“After driving to a riverfront parking lot, Bob plans to run south along the river, turn around, and return to the parking lot, running north along the same path. After running 3.25 miles south, he decides to run for only 50 minutes more. If Bob runs at a constant rate of 8 minutes per mile, how many miles farther south can he run and still be able to return to the parking lot in 50 minutes?”

Step 1: Dissect the information in the word problem- There’s a lot of information here and it’s essential to make sure you get it all figured out. A sketch can often help. Even though I lack artistic skills, this diagram shows you that you don’t need to be an artist to organize information.

Step 2: Figure out what you need to solve for- In this case we’re asked to find how much further south Bob can run.
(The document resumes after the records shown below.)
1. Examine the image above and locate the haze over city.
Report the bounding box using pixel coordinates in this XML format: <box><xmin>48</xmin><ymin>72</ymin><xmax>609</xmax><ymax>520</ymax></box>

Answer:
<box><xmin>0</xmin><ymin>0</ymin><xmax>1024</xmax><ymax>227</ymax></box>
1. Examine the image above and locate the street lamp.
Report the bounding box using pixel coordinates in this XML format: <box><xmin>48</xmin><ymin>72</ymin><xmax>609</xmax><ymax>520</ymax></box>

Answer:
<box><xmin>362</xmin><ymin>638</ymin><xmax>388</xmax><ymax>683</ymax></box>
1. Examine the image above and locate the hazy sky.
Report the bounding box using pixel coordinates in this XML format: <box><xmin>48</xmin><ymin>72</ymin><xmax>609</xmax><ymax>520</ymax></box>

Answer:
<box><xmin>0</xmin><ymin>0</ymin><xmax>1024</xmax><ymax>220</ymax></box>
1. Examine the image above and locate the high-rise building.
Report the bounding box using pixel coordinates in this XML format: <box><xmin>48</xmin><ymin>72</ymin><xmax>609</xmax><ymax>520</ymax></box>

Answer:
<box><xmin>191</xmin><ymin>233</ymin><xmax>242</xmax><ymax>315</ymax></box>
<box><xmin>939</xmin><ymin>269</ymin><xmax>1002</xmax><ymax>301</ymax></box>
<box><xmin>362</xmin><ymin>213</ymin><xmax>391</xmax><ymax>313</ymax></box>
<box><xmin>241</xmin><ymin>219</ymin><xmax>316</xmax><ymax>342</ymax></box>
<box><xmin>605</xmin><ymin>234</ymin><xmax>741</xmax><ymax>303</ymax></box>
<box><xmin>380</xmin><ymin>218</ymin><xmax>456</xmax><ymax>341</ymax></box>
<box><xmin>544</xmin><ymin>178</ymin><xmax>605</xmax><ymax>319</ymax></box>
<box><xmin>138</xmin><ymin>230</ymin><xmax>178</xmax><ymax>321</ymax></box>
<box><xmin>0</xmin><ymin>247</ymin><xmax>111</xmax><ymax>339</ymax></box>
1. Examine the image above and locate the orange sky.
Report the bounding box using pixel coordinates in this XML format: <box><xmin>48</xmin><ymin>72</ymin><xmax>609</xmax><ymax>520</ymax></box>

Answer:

That’s the section of the purple line that goes south to the turn around point.

Step 3: Set up an equation to solve- How could we isolate the variable we need to solve for in this situation? Here’s one approach:

Additional distance south = Total distance south – 3.25m.

Total distance south = 1/2 total distance

Step 4: Solve your equation- Now that we know we can find our desired variable if we can find the total distance or the total distance south, we can make a second equation and solve. Here we know that Bob runs at a constant rate of 8 minutes per mile, and that the purple section of our graph takes him 50 minutes to run. So, we get this equation:

1 mile/ 8 minutes * 50 minutes = 6.25 miles

That tells us that the purple segment of our line is 6.25 miles. All that’s left to do is isolate the piece of the line we want. We can eliminate the 3.25 mile segment at the top, leaving 3 miles. All that’s left is the turn around which is equal parts: south and north. So, we divide that 3 mile segment in two and we get our answer: 1.5 miles (A).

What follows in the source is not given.